LEWISTON, Maine — The next mayor of the city will be either Mark W. Paradis, who pledges to work for more economic development, or Robert Macdonald, who pledges to slow the number of people he said are coming to Lewiston for welfare.
City voters will pick one of the two top vote-getters in a special election next month.
With five men running for mayor Tuesday, no candidate got a majority vote, or 50 percent plus, as required by the City Charter.
Unofficial returns show that Paradis got the most votes Tuesday, 2,967. Macdonald was a close second, 2,852.
Other candidates and the number of votes they received were Walter Hill, 1,442; Stanley Pelletier, 1,226; and Ronald Jean, 790.
The special election is expected to be held Dec. 13. The Lewiston City Council is holding a special meeting on that election at 6 p.m. Wednesday.
Both Paradis and Macdonald said they were happy to be in the race.
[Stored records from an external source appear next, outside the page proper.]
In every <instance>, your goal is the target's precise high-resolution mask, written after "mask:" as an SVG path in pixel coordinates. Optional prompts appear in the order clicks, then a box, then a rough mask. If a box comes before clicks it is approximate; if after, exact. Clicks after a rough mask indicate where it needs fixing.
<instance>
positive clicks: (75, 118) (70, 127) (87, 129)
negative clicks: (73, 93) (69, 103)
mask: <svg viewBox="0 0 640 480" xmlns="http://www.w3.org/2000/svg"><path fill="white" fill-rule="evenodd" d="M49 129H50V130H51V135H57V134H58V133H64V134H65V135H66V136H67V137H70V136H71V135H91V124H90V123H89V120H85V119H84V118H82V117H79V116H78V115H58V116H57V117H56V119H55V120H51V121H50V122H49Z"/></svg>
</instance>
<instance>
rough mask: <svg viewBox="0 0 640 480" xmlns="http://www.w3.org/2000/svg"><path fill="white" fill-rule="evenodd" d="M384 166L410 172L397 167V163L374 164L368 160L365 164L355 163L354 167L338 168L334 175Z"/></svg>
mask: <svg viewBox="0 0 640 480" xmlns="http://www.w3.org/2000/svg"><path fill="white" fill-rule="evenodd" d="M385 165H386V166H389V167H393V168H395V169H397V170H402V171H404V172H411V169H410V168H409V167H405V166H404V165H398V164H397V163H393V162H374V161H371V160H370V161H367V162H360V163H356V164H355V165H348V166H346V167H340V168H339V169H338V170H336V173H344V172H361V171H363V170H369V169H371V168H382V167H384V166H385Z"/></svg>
“We worked hard. We have a good team,” Paradis said. “The message we sent was clear: expanding economic development, broadening our tax base, working with Auburn and the two city councils working together.”
Paradis supported the Lewiston casino, and said it not passing means the city will have “to back up and regroup. Together we have to come up with ideas of moving the city forward and create taxable development.”
Paradis also said that downtown has too many empty, old, blighted apartment buildings. Some need to come down, which would improve the downtown and the value of the remaining buildings.
He wants the city to move forward, Paradis said. “Our way is more friendly than Mr. Macdonald’s.”
Macdonald said he was pleased with the votes he received, crediting his supporters. “We made a good showing,” he said, adding he’ll work to get a better showing in the Dec. 13 election.
If elected, Macdonald said he’ll do two things. Create “a moratorium on Section 8 housing to prevent people from continuing to come in here from out-of-state and other countries, taxing us unbelievably.” Too many are coming to Lewiston “for welfare,” Macdonald said. “If somebody wants to come here for a job, please come. But we cannot afford to keep supporting these people.” In grocery stores you see the elderly counting pennies to buy a few items, while people on welfare with lots of food just swipe their cards, he said.
Second, he would push to start tearing down condemned apartment buildings. There’s no reason why so many in such poor shape are up, he said. “They’re slummy.”
Macdonald, 64, is a retired Lewiston Police Department detective who worked for the Lewiston School Department for 10 years. If elected, this would be his first political office.
Paradis, 59, works as a service manager, has been a city councilor, a member of the Lewiston Planning Board, the Finance Committee and Downtown Advisory Board.
Several voters at the Multi-Purpose Building said they voted for Macdonald because they agree that a big problem in Lewiston is too many people on welfare.
“He would make one hell of a mayor,” Rene Tassinari said. “He doesn’t accept handouts.”
Karen Morris-Arsenault said Macdonald “wants to be more conservative about the handouts.”
Other voters said they like and trust Paradis.
“I’ve known him for 25 years,” David Caron said. “I voted for Paradis because of his experience,” Abdirisak Maalin said.
In the Lewiston City Council race, unofficial returns show the winners are:
Ward 1, John Butler, who was uncontested; Ward 2, Donald D’Auteuil with 1,121 votes over Douglas Foss, who received 739; Ward 3, Nathan Libby, 580, over Brian Woodsome, 177; Ward 4, Doreen Christ, who was uncontested; Ward 5, Craig Saddlemire, who was uncontested; Ward 6, Mark Cayer won with 778 votes over Roger Roy, 483 votes, and Stephen Miller, 361; Ward 7, Richard Desjardins, who was uncontested.
In the Lewiston School Committee race, for the open Ward 1 post, Linda Scott won with 730 votes over Bette Thibeault, who received 292 votes.
Others School Committee winners are incumbent, uncontested candidates. They are: Ward 2, Paul St. Pierre; Ward 3, Eugene Dumont; Ward 4, James Handy; Ward 5, Sonia Taylor; and Ward 7, Thomas Shannon.
Three ran as write-in candidates for the citywide at-large seats. They are: Abdullahi Abdulle, Robert Connors and ZamZam Mohamud. Former City Councilor Elizabeth Dube is a write-in candidate for Ward 6.
According to the City Clerk’s Office, results for write-in candidates will not be validated and available until Wednesday.